1) send an email message to LISTSERV KENTVM.KENT.EDU
2) the text of that message should read ONLY:sub-scribe DorothyL
Leo Waterman
you will receive a message back from LISTSERV
asking you to confirm your subscription (this is to check your
address). To confirm, Replyto the message, with the only text being the
word ok (this will v be explained more clearly in the message from
LISTSERV)
Once your subscription has been added, you will
receive a copy of the user education/welcome memo. PLEASE read through
this memo carefully as it contains valuable information about DorothyL.
Also, please be aware that on DorothyL the ONLY email option is a daily
digest version.
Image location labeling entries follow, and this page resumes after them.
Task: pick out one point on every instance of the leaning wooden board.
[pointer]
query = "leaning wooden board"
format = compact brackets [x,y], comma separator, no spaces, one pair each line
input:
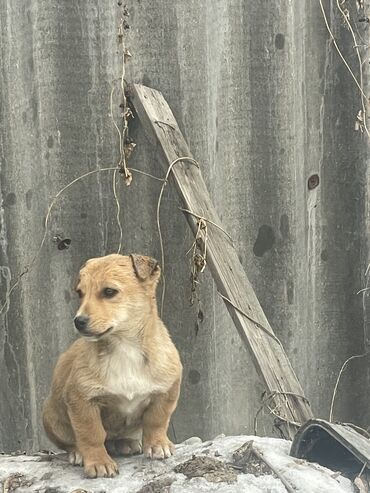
[269,356]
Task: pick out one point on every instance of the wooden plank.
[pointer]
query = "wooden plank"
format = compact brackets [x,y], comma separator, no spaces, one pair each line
[321,441]
[284,391]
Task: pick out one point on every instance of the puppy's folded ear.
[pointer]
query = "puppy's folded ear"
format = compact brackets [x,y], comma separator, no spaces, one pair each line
[145,267]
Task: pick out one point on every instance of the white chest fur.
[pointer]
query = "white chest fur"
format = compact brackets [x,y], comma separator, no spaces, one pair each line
[126,374]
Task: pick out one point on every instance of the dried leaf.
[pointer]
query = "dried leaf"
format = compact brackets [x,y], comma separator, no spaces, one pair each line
[128,177]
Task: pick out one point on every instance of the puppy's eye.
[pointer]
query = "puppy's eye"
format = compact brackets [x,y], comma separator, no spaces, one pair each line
[109,292]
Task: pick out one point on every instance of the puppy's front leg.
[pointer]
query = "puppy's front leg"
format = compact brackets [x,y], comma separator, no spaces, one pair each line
[90,436]
[156,418]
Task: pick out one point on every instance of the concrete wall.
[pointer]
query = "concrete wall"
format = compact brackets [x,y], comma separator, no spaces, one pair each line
[264,103]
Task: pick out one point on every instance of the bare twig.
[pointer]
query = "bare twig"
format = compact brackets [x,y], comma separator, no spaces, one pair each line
[46,225]
[207,220]
[179,159]
[338,380]
[339,51]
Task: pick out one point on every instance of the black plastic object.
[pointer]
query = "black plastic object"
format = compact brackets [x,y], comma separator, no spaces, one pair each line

If you have any questions or problems, now or in the
future, please let me know.
Danger Mouse AKA Kara L. Robinson Co-Listowner: DorothyL
I followed the subscription directions, watched
slack jawed as the message went through, and then shuffled in to bed,
where I dreamed of lime green icebergs floating just above the surface
of bright blue waters until Jed roused me.
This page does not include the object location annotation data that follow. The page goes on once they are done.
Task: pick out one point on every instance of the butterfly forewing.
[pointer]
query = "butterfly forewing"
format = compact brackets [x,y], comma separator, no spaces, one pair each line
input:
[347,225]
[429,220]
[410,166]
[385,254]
"Well, that about leaves our asses in the wind, now doesn't it?"
"Not quite," I said. "I'll hear from Paul today
about whether she's been using her credit cards or not. Maybe we'll get
something there."
"You think so?"
"No," I said. "But I've got another idea."
"What?"
I told him. When I finished, he said, "That's the most ridiculous thing I ever heard. Investigation over. I'm calling the cops."
"Just give it till the end of the week," I pleaded. "If I don't find her by Friday--"
"You're out of your mind. It's from hanging out
with those lunatic friends of yours. You need to keep better company.
That's your problem, Leo. Are you nuts? You think I'm going to hold
back a police investigation for a week because you think this girl is
going to write in to some mystery fan Internet thing?"
"I can feel it in my bones. I just know it's gonna happen."
"If you'd spent more time pursuing the Mendolson
investigation instead of sticking your nose into this Lukkas Terry
thing, maybe we wouldn't be in this--"
"I'm telling you, Jed, this girl didn't have a hell
of a lot going on in her life. She's addicted to this thing. That's why
she took her computer with her. Desktop computers are not generally on
the list of stuff people take with them when they go into hiding. She's
hooked on it. Hell, I'm addicted to it. You gotta trust me on this,
Jed. All I've got to get her to do is send me a piece of E-mail and
I've got her."
"How's that?"
"I've got this piece of software that Carl gave me last summer called SuperFinder. It's like caller ID,
except it works for E-mail. It works its way back through the system
and finds the phone number that any message originated from."